A tissue biopsy diagnosis obtained from a gatekeeper interventional pulmonology (IP) practice reduced the time it took to start treatment, according to results of a recent study published in Lung.
“Established IP programs offer a wide array of diagnostic tools, and based on this single-center study, may facilitate patient care from first abnormal imaging study to definitive therapy,” wrote the authors, led by Bryan S. Benn, MD, PhD, Pulmonary and Critical Care Medicine, University of California, Los Angeles, CA.
This retrospective study included a total of 87 consecutive patients (mean age: 69 years; any smoking history: 72%) presenting to a California-located, single-center IP clinic for analysis of a new imaging abnormality. Each patient received a diagnostic procedure that supported a diagnosis of lung cancer or metastatic thorax cancer.

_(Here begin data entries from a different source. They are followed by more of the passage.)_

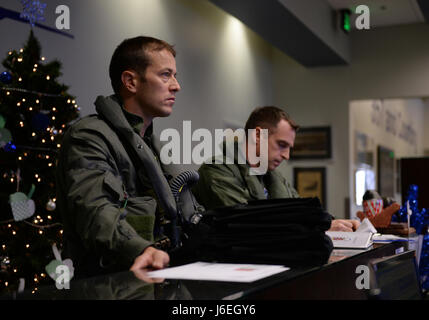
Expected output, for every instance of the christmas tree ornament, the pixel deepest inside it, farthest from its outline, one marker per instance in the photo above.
(2, 121)
(40, 122)
(52, 268)
(37, 105)
(10, 147)
(51, 205)
(5, 137)
(5, 77)
(22, 205)
(33, 11)
(4, 263)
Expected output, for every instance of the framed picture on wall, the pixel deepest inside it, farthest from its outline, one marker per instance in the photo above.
(312, 143)
(311, 182)
(386, 172)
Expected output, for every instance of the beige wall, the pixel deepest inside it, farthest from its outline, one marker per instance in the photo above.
(225, 69)
(386, 63)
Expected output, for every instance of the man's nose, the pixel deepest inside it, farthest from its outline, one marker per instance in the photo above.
(175, 86)
(286, 154)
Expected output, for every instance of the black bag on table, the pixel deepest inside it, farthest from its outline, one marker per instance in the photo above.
(290, 232)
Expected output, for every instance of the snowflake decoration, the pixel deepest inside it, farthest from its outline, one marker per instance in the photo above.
(33, 11)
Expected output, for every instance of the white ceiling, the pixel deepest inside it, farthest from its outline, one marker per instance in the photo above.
(385, 13)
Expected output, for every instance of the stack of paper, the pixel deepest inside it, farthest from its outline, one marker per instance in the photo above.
(219, 272)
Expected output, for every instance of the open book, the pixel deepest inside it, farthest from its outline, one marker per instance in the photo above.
(351, 240)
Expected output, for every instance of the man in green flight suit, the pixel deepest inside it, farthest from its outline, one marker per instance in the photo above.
(226, 183)
(113, 193)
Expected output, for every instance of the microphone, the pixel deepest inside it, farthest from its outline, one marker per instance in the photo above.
(187, 207)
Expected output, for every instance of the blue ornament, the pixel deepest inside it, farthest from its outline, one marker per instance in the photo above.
(40, 122)
(10, 147)
(33, 11)
(5, 77)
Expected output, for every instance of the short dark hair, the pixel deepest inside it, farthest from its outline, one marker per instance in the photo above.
(268, 117)
(131, 54)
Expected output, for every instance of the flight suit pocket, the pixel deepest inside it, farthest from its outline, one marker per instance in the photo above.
(140, 214)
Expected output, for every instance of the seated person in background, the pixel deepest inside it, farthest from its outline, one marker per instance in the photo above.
(229, 184)
(112, 190)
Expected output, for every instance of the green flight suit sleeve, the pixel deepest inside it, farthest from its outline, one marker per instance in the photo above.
(94, 196)
(219, 187)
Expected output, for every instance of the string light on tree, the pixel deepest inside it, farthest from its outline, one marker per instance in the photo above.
(34, 106)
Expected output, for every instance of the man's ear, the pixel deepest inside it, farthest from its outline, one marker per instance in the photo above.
(129, 81)
(258, 131)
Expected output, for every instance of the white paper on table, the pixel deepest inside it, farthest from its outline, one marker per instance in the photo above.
(219, 272)
(366, 226)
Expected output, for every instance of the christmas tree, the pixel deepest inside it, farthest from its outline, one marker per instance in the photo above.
(35, 111)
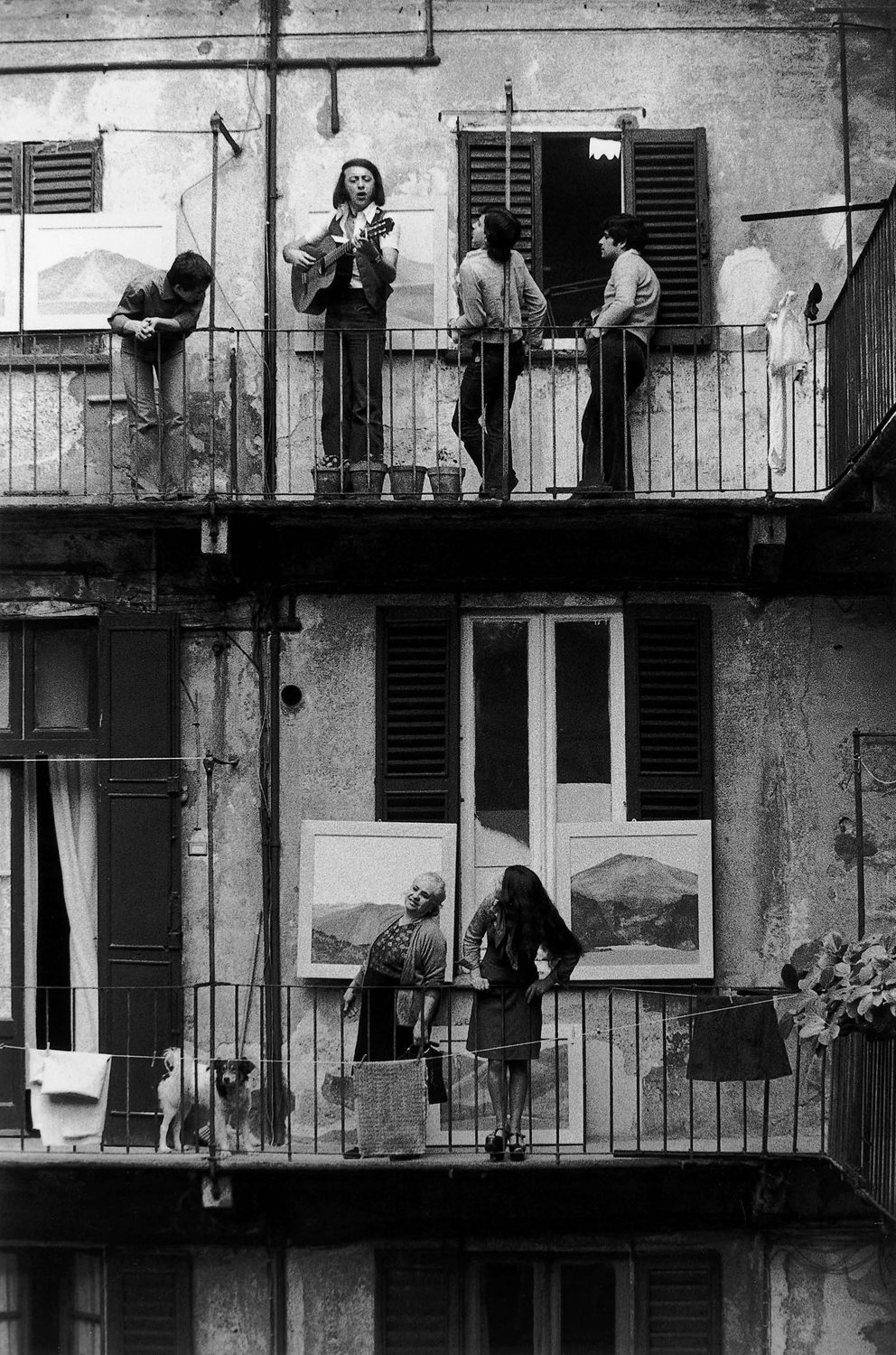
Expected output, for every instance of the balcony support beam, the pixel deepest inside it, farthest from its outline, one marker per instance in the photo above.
(768, 544)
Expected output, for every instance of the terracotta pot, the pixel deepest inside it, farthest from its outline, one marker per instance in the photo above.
(446, 481)
(406, 481)
(327, 481)
(366, 480)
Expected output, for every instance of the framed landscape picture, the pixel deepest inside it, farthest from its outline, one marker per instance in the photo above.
(78, 265)
(10, 243)
(556, 1089)
(351, 883)
(639, 896)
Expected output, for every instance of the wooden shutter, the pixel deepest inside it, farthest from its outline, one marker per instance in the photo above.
(417, 715)
(668, 712)
(10, 179)
(61, 176)
(148, 1304)
(481, 184)
(667, 190)
(678, 1305)
(138, 862)
(416, 1306)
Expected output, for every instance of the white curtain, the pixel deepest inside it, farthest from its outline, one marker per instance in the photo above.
(73, 790)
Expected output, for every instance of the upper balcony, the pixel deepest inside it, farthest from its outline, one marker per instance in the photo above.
(611, 1089)
(698, 425)
(706, 509)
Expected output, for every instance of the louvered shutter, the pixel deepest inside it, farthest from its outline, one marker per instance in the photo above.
(61, 176)
(415, 1306)
(138, 864)
(667, 190)
(481, 186)
(148, 1304)
(417, 715)
(678, 1305)
(10, 179)
(668, 712)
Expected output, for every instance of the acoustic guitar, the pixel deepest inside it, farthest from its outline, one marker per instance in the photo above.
(308, 282)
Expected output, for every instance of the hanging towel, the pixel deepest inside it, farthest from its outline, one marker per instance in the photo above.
(68, 1073)
(736, 1040)
(70, 1092)
(788, 360)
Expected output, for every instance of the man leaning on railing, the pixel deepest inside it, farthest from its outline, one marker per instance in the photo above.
(156, 313)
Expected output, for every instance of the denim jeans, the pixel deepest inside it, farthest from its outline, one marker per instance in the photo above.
(617, 365)
(483, 396)
(351, 406)
(157, 444)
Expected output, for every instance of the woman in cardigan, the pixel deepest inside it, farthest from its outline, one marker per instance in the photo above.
(397, 984)
(516, 921)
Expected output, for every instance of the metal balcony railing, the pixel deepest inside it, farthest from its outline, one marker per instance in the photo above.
(611, 1079)
(698, 425)
(861, 339)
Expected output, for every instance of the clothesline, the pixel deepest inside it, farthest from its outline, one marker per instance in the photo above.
(494, 1049)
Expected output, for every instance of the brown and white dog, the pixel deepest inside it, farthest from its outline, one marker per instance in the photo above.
(208, 1086)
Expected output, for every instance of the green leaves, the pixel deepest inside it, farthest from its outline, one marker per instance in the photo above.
(850, 986)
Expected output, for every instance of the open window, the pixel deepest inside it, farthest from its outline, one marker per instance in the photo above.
(538, 717)
(565, 184)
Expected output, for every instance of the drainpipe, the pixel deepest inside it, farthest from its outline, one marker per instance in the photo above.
(861, 472)
(270, 252)
(845, 122)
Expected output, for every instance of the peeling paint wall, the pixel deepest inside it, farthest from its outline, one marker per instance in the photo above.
(792, 679)
(765, 83)
(820, 1297)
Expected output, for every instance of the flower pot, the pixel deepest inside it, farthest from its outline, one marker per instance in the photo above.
(327, 481)
(406, 481)
(366, 479)
(446, 481)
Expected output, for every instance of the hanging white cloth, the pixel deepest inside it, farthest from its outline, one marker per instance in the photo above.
(70, 1094)
(73, 791)
(788, 362)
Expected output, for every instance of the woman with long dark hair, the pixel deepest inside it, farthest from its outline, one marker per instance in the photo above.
(489, 306)
(516, 921)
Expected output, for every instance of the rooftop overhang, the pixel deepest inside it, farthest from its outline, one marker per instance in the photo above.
(117, 1202)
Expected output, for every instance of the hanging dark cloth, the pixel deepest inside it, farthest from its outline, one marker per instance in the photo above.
(736, 1040)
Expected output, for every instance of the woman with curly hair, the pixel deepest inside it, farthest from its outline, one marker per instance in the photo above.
(516, 921)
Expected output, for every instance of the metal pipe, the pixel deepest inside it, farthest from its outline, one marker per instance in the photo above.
(860, 832)
(509, 118)
(217, 64)
(845, 121)
(208, 762)
(270, 255)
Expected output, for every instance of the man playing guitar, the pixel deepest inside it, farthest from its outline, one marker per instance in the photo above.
(351, 292)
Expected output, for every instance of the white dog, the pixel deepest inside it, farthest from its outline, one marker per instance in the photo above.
(206, 1084)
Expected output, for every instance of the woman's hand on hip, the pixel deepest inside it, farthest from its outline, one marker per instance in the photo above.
(538, 989)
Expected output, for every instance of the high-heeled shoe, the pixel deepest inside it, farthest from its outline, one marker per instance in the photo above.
(516, 1148)
(495, 1144)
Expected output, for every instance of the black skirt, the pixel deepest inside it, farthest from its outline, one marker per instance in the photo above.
(503, 1024)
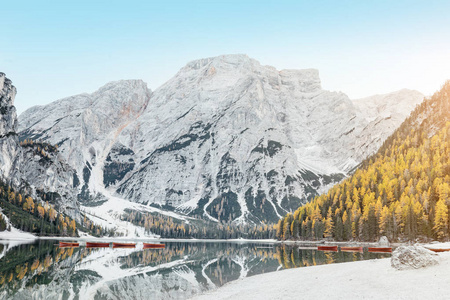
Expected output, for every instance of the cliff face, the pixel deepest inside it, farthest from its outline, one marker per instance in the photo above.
(40, 171)
(226, 138)
(8, 126)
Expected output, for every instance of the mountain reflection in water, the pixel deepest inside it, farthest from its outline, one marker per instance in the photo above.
(42, 270)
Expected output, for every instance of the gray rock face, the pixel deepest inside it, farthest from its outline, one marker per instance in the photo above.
(226, 138)
(413, 257)
(8, 124)
(41, 171)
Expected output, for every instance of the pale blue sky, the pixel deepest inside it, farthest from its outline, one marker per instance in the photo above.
(54, 49)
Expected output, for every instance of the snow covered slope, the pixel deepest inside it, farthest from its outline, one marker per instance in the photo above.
(38, 171)
(226, 138)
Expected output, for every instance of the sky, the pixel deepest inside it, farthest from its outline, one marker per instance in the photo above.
(55, 49)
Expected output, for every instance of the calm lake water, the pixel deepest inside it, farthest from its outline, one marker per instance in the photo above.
(42, 270)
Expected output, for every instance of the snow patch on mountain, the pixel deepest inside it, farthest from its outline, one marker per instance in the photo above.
(226, 138)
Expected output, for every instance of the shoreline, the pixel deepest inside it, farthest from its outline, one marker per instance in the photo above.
(369, 279)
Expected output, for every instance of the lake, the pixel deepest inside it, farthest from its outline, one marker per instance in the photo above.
(42, 270)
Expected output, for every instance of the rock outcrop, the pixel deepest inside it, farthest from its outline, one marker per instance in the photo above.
(226, 138)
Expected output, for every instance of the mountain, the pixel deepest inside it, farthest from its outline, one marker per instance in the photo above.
(400, 192)
(225, 139)
(34, 169)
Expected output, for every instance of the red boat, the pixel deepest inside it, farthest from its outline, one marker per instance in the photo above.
(327, 248)
(151, 246)
(123, 245)
(351, 249)
(68, 244)
(438, 250)
(380, 249)
(97, 245)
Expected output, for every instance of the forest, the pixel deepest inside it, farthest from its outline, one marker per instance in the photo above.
(401, 192)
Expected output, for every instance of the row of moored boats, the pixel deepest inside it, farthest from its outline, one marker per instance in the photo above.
(108, 245)
(355, 249)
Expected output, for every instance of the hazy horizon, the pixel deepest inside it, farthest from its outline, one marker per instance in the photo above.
(55, 50)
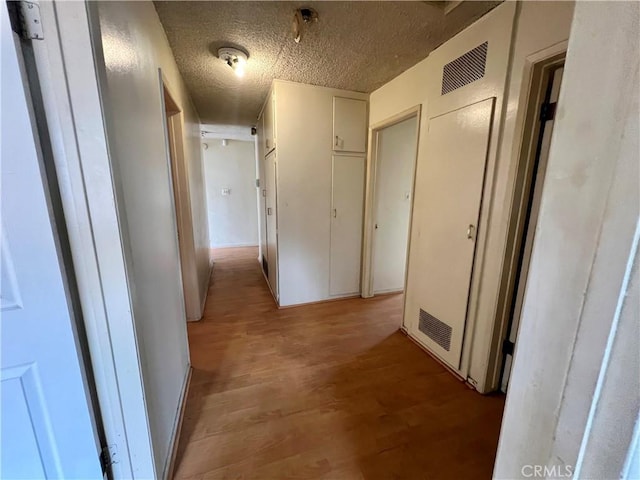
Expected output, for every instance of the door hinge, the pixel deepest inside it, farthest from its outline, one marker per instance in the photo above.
(25, 19)
(507, 347)
(108, 458)
(547, 111)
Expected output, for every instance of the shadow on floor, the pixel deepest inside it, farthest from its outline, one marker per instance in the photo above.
(330, 390)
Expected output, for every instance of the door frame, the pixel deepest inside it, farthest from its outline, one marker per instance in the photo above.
(66, 64)
(368, 242)
(172, 119)
(536, 67)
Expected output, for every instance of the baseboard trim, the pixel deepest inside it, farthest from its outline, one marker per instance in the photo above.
(235, 245)
(170, 464)
(324, 300)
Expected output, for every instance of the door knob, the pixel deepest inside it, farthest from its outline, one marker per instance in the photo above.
(470, 231)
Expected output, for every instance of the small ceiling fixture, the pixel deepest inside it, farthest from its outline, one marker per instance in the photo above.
(302, 18)
(235, 58)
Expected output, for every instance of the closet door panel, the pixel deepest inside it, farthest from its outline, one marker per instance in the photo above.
(347, 204)
(349, 125)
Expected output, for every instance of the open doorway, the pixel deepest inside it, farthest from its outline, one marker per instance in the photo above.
(546, 82)
(179, 183)
(391, 180)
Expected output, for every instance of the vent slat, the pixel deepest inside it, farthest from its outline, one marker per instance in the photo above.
(465, 69)
(435, 329)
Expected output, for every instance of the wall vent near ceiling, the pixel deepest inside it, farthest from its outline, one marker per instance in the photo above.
(465, 69)
(435, 329)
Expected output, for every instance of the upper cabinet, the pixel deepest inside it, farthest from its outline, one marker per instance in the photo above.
(269, 126)
(349, 125)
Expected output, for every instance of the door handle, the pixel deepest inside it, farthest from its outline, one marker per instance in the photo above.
(470, 231)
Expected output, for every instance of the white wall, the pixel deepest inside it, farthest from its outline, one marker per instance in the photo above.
(304, 124)
(396, 158)
(539, 28)
(573, 395)
(233, 218)
(135, 47)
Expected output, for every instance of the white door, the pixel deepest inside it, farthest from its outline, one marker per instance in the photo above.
(262, 192)
(272, 220)
(347, 202)
(47, 426)
(349, 125)
(395, 163)
(457, 145)
(269, 124)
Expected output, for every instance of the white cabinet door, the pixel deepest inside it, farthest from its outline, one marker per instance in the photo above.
(347, 202)
(47, 428)
(269, 124)
(272, 220)
(447, 223)
(349, 125)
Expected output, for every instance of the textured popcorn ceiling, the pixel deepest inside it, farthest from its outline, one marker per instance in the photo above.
(354, 46)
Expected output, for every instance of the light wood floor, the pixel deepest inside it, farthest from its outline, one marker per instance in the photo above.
(331, 391)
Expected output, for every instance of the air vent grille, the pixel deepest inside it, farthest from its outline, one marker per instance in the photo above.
(465, 69)
(436, 330)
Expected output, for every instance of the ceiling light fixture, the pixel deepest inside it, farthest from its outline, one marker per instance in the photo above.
(235, 58)
(302, 18)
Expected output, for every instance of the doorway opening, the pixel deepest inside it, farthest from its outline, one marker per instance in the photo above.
(390, 181)
(546, 82)
(179, 184)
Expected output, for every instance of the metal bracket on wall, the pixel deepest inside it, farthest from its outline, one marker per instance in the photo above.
(25, 20)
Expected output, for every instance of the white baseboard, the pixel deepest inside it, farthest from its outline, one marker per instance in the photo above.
(169, 465)
(235, 245)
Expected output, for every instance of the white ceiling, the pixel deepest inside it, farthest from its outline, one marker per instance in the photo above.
(354, 46)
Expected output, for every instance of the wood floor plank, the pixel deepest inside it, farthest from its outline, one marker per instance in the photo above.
(322, 391)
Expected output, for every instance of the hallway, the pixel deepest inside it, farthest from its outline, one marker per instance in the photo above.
(330, 390)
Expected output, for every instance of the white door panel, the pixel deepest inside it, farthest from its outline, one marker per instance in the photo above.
(47, 427)
(347, 202)
(457, 145)
(272, 221)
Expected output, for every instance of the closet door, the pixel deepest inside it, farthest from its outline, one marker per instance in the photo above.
(272, 221)
(262, 212)
(448, 218)
(349, 125)
(347, 202)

The team excluded all patients seen and sent directly for surgery, sent for transthoracic needle aspiration biopsy, or followed by means of surveillance imaging.
The researchers found that a median of 27 days elapsed between diagnostic biopsy and treatment initiation, and a median of 53 total days elapsed from abnormal imaging to definitive treatment initiation. Moreover, patients waited a median of 17 days from imaging study until biopsy diagnosis. All values were adjusted for age.
“We hypothesized that obtaining a tissue biopsy diagnosis through a gatekeeper IP practice would facilitate referral for definitive treatment by decreasing wait time between these two time points, with potentially positive implications for patient staging and survival,” wrote the authors.
The most common diagnostic procedure (59%) performed by the clinicians was endobronchial ultrasound-guided transbronchial needle aspiration.
Non-small cell lung cancer, pulmonary adenocarcinoma, and squamous cell carcinoma comprised the most common diagnoses, with all lymph node biopsies in surgical patients cancer-free at excision.
In previous international studies spanning all healthcare systems, researchers have demonstrated a gamut in delays to care for patients with cancer. On the longer end of wait times, some Canadian patients, for instance, waited a median of 141 days between detection and initiation of chemotherapy. In another study, 256 subjects had to wait 208 days from start of symptoms to surgery. Wait times were found to be similarly long in Nordic countries.
Wait times in the United States were relatively shorter, although this result was based on data from Veterans Affairs hospitals, which may not be representative of care available to a wider American population.
The authors acknowledged that one limitation of their study was that it involved a single institution with specific efficiencies in place. Such idiosyncrasies could make it difficult to extend these results to other healthcare settings.
“This study presents, for the first time, the positive impact of a well-established, dedicated IP practice on the timely diagnosis and treatment of lung cancer,” the authors concluded. “Established IP programs offer a wide array of diagnostic tools, and based on this single-center study, may facilitate patient care from first abnormal imaging study to definitive therapy.”